Merkel a piloté deux fois une coalition avec le SPD et une fois avec le FDP. Mais en l'occurence, Schulz s'est montré ferme ; pas question pour le SPD d'intégrer une coalition qui laisserait l'AfD comme principal parti d'opposition en Allemagne, une position qui confère des droits et privilèges spéciaux au parlement.
Le Frankfurter Allgemeine a prédit un effondrement de toute coalition avant la fin de la période législative de quatre ans, en raison de la disparité de l'attelage que Merkel aurait à coordonner :
« Le couple CDU / CSU et les Verts représentent chacun un monde à part. Quant aux positions libertariennes du FDP, elles entrent en collision avec les idées socialisantes de la CDU / CSU ... Les chances qu'une telle alliance perdure jusqu'à la fin de la législature sont, de l'avis général, inférieures à 50%. Le point de vue qui fait l'unanimité est que la CDU / CSU, le FDP et les Verts monteront une coalition qui durera deux ans et dont chaque protagoniste sortira épuisé... A moins que d'ici là, la Chancelière ne jette l'éponge elle-même. De nouvelles élections sonneraient la fin de l'ère Merkel et la formation d'un nouveau gouvernement - dirigé par son successeur ».
Deutsche Welle a renchéri :
« La CDU restera le plus grand parti d'Allemagne, mais les résultats sont révélateurs d'une perte de substance du parti conservateur qui, en 2013, gouvernait avec 41,5%. Une coalition à trois serait la meilleure solution pour éviter de gouverner en minoritaire, mais Merkel aura le gouvernement le moins stable de ses trois derniers mandats. »
The Financial Times a ajouté :
« Mme Merkel est clairement affaiblie. Au cours de l'année écoulée, la chancelière passait pour la dernière représentante à l'Ouest des valeurs libérales dans un monde dominé par des populistes comme M. Trump. Le résultat électoral du dimanche a révélé sa perte de popularité et montré le caractère clivant de sa politique. »
Plus d'un million d'électeurs traditionnellement CDU / CSU a voté AfD. Detlef Seif, député démocrate-chrétien, a estimé que les électeurs ont fait défaut à la CDU parce que Merkel a mené une politique trop à gauche, en particulier sur l'immigration et le mariage homosexuel. « Nous devons nous concentrer davantage sur nos valeurs fondamentales qui sont des valeurs conservatrices », a-t-il déclaré.
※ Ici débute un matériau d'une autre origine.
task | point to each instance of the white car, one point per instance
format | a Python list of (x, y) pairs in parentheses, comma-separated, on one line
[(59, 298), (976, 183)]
Le chef de la CSU, Horst Seehofer, a déclaré : « Il y a un flanc à découvert sur notre droite et nous devons le refermer avec une position claire et des limites claires ».
A Berlin, Tagesspiegel a écrit :
« Angela Merkel a gouverné ce pays pendant douze ans. Elle a endetté les Allemands de plusieurs milliards de dollars pour éviter un effondrement de l'Europe du Sud et maintenir en vie son idéal européen. Elle a mis à mal l'industrie allemande de l'énergie pour contribuer au règlement de la crise climatique. Et elle a ouvert les portes du pays à des centaines de milliers de réfugiés au nom de principes humanitaires. Puis, d'une pichenette, elle a décidé que le mariage ne devait plus se borner à consacrer l'union d'un homme et d'une femme...
« Le monde a célébré la politique de Merkel : elle est devenue la chancelière du climat, la sauveuse de l'Europe, la stabilisatrice du monde... Bref, la femme la plus puissante du globe. Mais en Allemagne, après trois mandats successifs, Merkel n'a engendré que le désarroi.
« La période qui s'ouvre est celle d'un adieu, même si personne ne peut dire aujourd'hui à quelle date il se produira. »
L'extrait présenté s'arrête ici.